Мы пошли на то самое место, где Дитяткевич устраивал свои засады на учеников. Была своя новая прелесть и в этом обстоятельстве.

— С кем вы разговаривали на лестнице? — решился я спросить дорогой.

— С Драгомановым.

— Это… Тот самый?

— Да, писатель и профессор. Мы с ним товарищи по университету.

Он не знал, что для меня «тот самый» значило противник Добролюбова. Я его себе представлял иначе. Этот казался умным и приятным. А то обстоятельство, что человек, о котором (хотя и не особенно лестно) отозвался Добролюбов, теперь появился на нашем горизонте, — казалось мне чудом из того нового мира, куда я готовлюсь вступить. После купанья Андрусский у своих дверей задержал мою руку и сказал:

— У меня самовар и газета с отчетом об интересном деле. Хотите зайти?

Я охотно зашел в холостую квартиру учителя. На столе стоял самовар.

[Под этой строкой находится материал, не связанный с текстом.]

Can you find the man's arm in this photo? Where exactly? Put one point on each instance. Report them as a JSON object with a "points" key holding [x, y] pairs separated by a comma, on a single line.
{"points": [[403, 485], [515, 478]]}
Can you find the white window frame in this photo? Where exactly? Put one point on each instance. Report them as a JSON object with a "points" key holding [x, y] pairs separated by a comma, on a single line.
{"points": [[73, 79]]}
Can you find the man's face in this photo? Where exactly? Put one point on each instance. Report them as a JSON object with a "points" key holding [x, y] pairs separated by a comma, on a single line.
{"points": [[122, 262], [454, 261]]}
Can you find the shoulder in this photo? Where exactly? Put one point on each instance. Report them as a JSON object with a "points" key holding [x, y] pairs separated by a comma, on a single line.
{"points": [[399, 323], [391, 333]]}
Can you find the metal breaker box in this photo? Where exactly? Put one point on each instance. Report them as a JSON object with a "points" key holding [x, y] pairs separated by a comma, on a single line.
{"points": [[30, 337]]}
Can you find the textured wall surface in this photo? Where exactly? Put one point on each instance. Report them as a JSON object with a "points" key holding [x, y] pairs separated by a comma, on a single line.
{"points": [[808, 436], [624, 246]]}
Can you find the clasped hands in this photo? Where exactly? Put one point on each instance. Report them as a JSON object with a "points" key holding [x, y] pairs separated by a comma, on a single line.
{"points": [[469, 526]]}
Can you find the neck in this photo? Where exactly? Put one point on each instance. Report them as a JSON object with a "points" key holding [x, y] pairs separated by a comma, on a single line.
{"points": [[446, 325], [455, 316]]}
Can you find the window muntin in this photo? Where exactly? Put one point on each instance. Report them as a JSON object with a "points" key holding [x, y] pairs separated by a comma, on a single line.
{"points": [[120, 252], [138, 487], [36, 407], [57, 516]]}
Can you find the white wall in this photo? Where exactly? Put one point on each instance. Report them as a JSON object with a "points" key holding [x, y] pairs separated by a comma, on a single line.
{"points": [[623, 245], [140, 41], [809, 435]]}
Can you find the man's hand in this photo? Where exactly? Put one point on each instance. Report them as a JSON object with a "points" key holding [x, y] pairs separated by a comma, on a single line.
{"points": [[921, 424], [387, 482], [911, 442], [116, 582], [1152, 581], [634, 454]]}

Андрусский заварил чай, покрыл чайник чистой салфеткой и протянул мне номер «Голоса».

— Не прочтете ли громко? Вот тут.

Это был отчет по Нечаевскому процессу.

Я ничего тогда не знал об этом деле и начал читать довольно безразлично. Но постепенно меня охватило непонятное одушевление. В номере говорилось о типографии Ткачева[177] и Дементьевой[178] и приводилась прокламация Нечаева[179] к студенчеству… «Мы сидели тогда по углам, понурив унылые головы, со скверным выражением на озлобленных лицах…» «Развив наши мозги на деньги народа, вскормленные хлебом, забранным с его поля, — станем ли мы в ряды его гонителей?..» В прокламации развивалась мысль, что интересы учащейся молодежи и народа одни. «У нас есть товарищи, у которых нет прав, положение которых самое худшее в Европе и ожесточение которых тем сильнее, что не имеет исхода…»

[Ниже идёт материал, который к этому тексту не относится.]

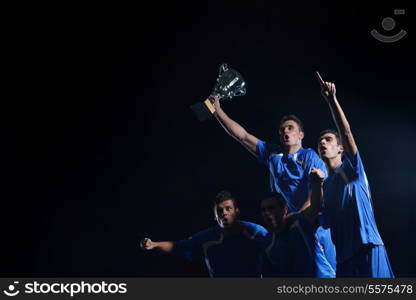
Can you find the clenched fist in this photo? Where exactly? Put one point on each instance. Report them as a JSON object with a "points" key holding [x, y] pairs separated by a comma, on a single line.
{"points": [[146, 244], [327, 88]]}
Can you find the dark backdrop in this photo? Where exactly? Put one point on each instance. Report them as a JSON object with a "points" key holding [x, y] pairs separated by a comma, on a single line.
{"points": [[100, 148]]}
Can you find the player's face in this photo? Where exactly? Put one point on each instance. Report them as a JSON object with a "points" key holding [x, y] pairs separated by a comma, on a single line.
{"points": [[290, 133], [272, 214], [226, 213], [328, 146]]}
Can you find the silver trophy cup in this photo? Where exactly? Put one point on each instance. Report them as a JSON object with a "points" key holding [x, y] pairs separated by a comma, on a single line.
{"points": [[229, 83]]}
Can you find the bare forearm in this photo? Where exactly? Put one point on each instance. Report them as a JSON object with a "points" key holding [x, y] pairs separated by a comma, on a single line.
{"points": [[236, 130], [231, 127], [342, 124], [166, 246]]}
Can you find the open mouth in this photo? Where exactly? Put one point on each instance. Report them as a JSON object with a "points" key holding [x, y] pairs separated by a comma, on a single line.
{"points": [[286, 138]]}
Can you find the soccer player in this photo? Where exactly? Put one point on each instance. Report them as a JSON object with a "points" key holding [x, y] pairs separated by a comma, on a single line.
{"points": [[289, 165], [229, 249], [291, 245], [348, 208]]}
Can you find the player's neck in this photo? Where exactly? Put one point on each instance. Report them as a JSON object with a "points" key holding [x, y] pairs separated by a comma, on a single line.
{"points": [[234, 229], [333, 163], [292, 149]]}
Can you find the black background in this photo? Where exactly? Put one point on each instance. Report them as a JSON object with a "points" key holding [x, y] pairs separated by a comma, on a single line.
{"points": [[100, 148]]}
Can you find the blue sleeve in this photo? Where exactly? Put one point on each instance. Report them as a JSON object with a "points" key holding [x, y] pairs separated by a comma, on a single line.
{"points": [[352, 165], [305, 224], [263, 151], [191, 248], [261, 232]]}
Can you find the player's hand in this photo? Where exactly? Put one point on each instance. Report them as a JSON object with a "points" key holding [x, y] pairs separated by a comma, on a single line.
{"points": [[316, 176], [146, 244], [328, 89], [215, 100]]}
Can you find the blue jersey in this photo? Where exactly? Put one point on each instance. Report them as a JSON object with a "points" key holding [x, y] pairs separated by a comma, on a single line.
{"points": [[289, 172], [236, 255], [296, 251], [348, 209]]}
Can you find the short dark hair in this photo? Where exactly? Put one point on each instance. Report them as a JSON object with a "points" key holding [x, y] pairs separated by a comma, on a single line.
{"points": [[333, 131], [292, 118], [224, 196], [280, 200]]}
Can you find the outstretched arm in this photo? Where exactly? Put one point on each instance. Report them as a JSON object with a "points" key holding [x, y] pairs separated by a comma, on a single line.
{"points": [[148, 244], [317, 178], [233, 128], [328, 90]]}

Когда я кончил читать, умные глаза Андрусского глядели на меня через стол. Заметив почти опьяняющее впечатление, которое произвело на меня чтение, он просто и очень объективно изложил мне суть дела, идеи Нечаева, убийство Иванова в Петровском парке… Затем сказал, что в студенческом мире, куда мне придется скоро окунуться, я встречусь с тем же брожением и должен хорошо разбираться во всем…

Все это опять падало на девственную душу, как холодные снежинки на голое тело… Убийство Иванова казалось мне резким диссонансом. «Может быть, неправда?..» Но над всем преобладала мысль: значит, и у нас есть уже это… Что именно?.. Студенчество, умное и серьезное, «с озлобленными лицами», думающее тяжкие думы о бесправии всего народа… А при упоминании о «генералах Тимашевых[180] и Треповых»[181] в памяти вставал Безак.

……………………………………………………………

В один из последних вечеров, когда я прогуливался по шоссе, все время нося с собой новое ощущение свободы, — из сумеречной и пыльной мглы, в которой двигались гуляющие обыватели, передо мною вынырнули две фигуры: один из моих товарищей, Леонтович, шел под руку с высоким молодым человеком в синих очках и мягкой широкополой шляпе на длинных волосах. Фигура была, очевидно, не ровенская.

— Киевский студент Пиотровский, — отрекомендовал незнакомца мой товарищ. — А это тоже будущий студент такой-то.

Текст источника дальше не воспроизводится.